Fixed rate UK international mortgage demand to rise, as regulator confuses
Demand for international sterling fixed rate mortgages is expected to rise amongst overseas buyers of UK property, thinks expatriate mortgage broker Offshoreonline.org after UK Bank of England Governor Mark Carney gave his strongest hint yet that the UK Base Rate could rise this year. The change in direction by the Governor has taken many by surprise, coming as it does several months ahead of most commentator forecasts.
With UK two year buy to let variable interest rates ranging from 4.24% to just over 5% , but two year fixed rate funding available at just 5.14%, the decision looks an easy one for most expatriates, thinks Offshoreonline.org’s Tim Harvey. “For those with a 25% deposit, there is just 0.01% difference between opting for the security of a fixed rate as opposed to chancing the fact that UK Base Rate will not rise within two years. Most people now believe that UK Base Rate will rise within 10 – 14 months, meaning variable rate loans will all be pushed upwards by similar amounts. Faced with this choice, two year fixed rate funding looks extremely attractive at present.”
At the same time, brokers are noting a slowdown in UK mortgage main home purchase applications, as the new Mortgage Market Review rules begin to bite. Under the new regime, banks are now using an affordability led model to agree mortgage loans, rather than salary multipliers, which was a feature of the old system. Yet just this week, as least two major banks have announced caps of four times salary on selected loan applications, following comments from the UK Regulator suggesting additional limits were needed over and above affordability limits. Harvey continues, “We are now seeing confusion in the areas of main home loan applications. Lenders are implementing far stricter checks on affordability and stress testing notional mortgage rates at up to 7%, something which has led to a slowing and reduction of approvals. At the same time, some lenders such as Lloyds and Royal Bank of Scotland, owners of Nat West, have introduced caps of four times salary on some larger loans applications.”

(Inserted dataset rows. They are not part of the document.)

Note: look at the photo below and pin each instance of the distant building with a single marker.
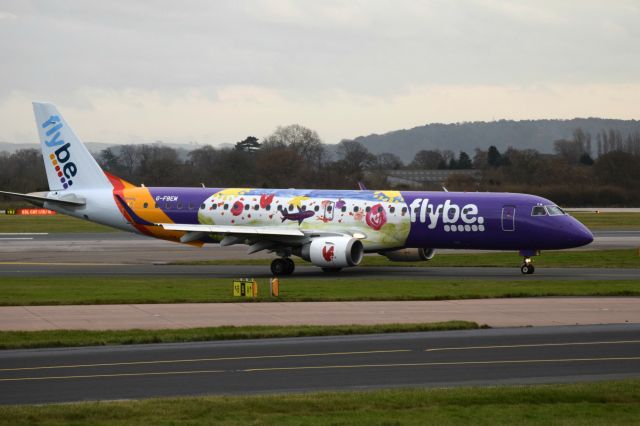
(250, 144)
(426, 178)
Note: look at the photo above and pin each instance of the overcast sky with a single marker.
(215, 71)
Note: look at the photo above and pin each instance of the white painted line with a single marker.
(24, 233)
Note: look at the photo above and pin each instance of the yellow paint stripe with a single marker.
(179, 361)
(94, 376)
(62, 264)
(452, 363)
(539, 345)
(322, 367)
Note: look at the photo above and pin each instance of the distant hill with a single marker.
(535, 134)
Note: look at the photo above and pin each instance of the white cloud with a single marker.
(222, 70)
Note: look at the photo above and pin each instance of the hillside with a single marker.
(535, 134)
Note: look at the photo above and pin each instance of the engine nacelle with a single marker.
(333, 252)
(410, 254)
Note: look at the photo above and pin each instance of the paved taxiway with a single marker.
(126, 248)
(516, 312)
(505, 356)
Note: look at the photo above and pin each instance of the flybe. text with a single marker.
(454, 218)
(60, 158)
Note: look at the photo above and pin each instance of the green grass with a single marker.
(157, 289)
(597, 221)
(619, 258)
(53, 224)
(67, 338)
(601, 403)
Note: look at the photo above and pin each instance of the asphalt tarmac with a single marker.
(437, 359)
(126, 248)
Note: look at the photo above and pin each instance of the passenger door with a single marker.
(509, 218)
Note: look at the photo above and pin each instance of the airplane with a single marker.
(332, 229)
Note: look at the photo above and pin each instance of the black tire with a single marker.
(279, 267)
(291, 266)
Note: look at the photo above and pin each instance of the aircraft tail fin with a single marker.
(68, 162)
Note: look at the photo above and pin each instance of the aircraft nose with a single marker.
(580, 234)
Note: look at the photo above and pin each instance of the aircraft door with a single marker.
(509, 218)
(328, 210)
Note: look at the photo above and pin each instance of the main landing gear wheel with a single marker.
(527, 267)
(282, 266)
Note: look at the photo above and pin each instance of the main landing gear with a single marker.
(282, 266)
(527, 267)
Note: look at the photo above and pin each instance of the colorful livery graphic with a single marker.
(332, 229)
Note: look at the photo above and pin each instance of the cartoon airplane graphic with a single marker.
(332, 229)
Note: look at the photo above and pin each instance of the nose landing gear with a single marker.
(282, 266)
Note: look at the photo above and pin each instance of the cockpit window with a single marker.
(538, 211)
(555, 211)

This new dual approach to limiting lending is likely to become more widespread next year, as the Bank of England is given formal powers to be able to instruct banks to implement caps similar to those operated by Lloyds and Nat West at present. International UK mortgages for expatriates hoping to build a buy to let portfolio are unaffected by the majority of these changes, as buy to let loans are not caught by the new rules.